Monday, June 30, 2014

I Like Walking to I Like Running; With Life and With God

I Like Walking to I Like Running;
With Life and With God 

Isaiah 40: 28-31.  "Have you not known? Have you not heard? The Lord is the everlasting God, the Creator of the ends of the earth. He does not faint or grow weary; his understanding is unsearchable. He gives power to the faint, and strengthens the powerless. Even youths will faint and be weary, and the young will fall exhausted; but those who wait for the Lord shall renew their strength, they shall mount up with wings like eagles, they shall run and not be weary, they shall walk and not faint."


           
            I am not an athlete.  I hate exercise.  I like endorphins.  I love competition.  I prefer to watch sports from the sidelines.  I look at people running marathons and think to myself, "They're out of their minds!"  And I run my first 5K on June 19th, 2014 at Lake Junaluska at 7:30am.  I hate working out in the morning.  I loved every second of it.  I loved running with my sister.  I like to exercise alone.  I want to live a long time.  I want to have good health so I can enjoy a long life.  I hate giving up control.  I give God my need to control and find out I love it.

            Understand that I HATE moving.  I can be perfectly content slouching lazily in my chair, feet propped up with a game controller in my hand.  I am a gamer, through and through, though the controller could also be substituted with a good book, or my phone as I read newspapers, magazines, and blogs.  Or it could be watching sports (World Cup Futbol right now)!  Moving is simply not a natural state of mine.  And yet for 7 years now I can taken long walks with my wife to running my first 5K with my sister.  What gives?  A realization in my mind and heart actually, or I should say my joints.
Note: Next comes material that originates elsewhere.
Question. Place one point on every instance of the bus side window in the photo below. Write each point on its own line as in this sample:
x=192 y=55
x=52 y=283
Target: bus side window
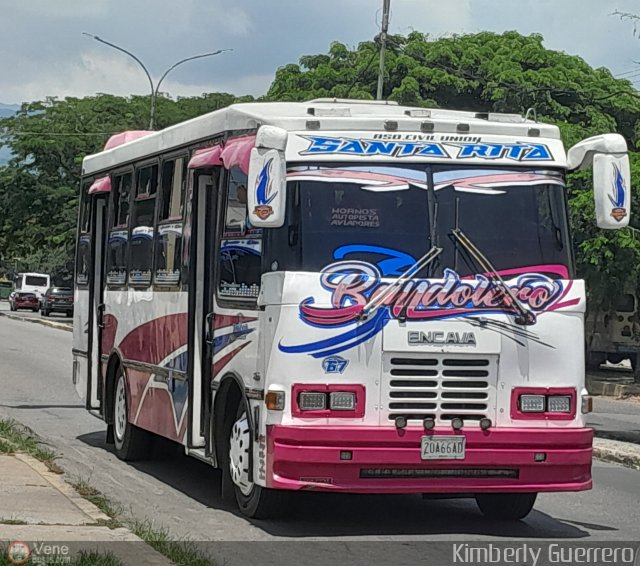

            When I began working out a bit more seriously 2 years ago in my BodyPump class there was a gentleman who was busting his butt, and he definitely had some weight to lose and was putting me to shame.  One day after class I told him how awesome he was doing.  He responded by telling me he was a borderline diabetic and working to stop it to avoid having to take insulin.  He then told me something his doctor told him which I never forgot, "You're going to be facing some pain, you can't avoid it.  It's either the pain of a needle or the pain of breaking a sweat.  Your choice."  Wow.  Truth be told, I had made a similar decision a few years before.
My Sister and I at Yankee Stadium, 2003.  I've come a long way.
        
In the years before I started walking, I wasn't just overweight, I was obese.  No question.  While I wasn't happy how the weight made me look, it was also painful.  I was experiencing serious back-pain, the kind that made it hard for me to even walk at times.  I would sometimes go to sleep in my recliner because it would ease the pain that my extra weight around my waist would put on my spine, which my bed didn't provide.  The weight made my joints in my hips sore, so walking was even painful.  It hurt enough to make me grit my teeth, and Advil became a new friend of mine.  I would eat unhealthy (fast food and soda were favorites) and I would tell myself that that was normal, but the pain was the price.  There's always a price, even if we pretend to ignore it.  There are no free lunches.  The fact that my favorite hobbies also included sitting didn't help either.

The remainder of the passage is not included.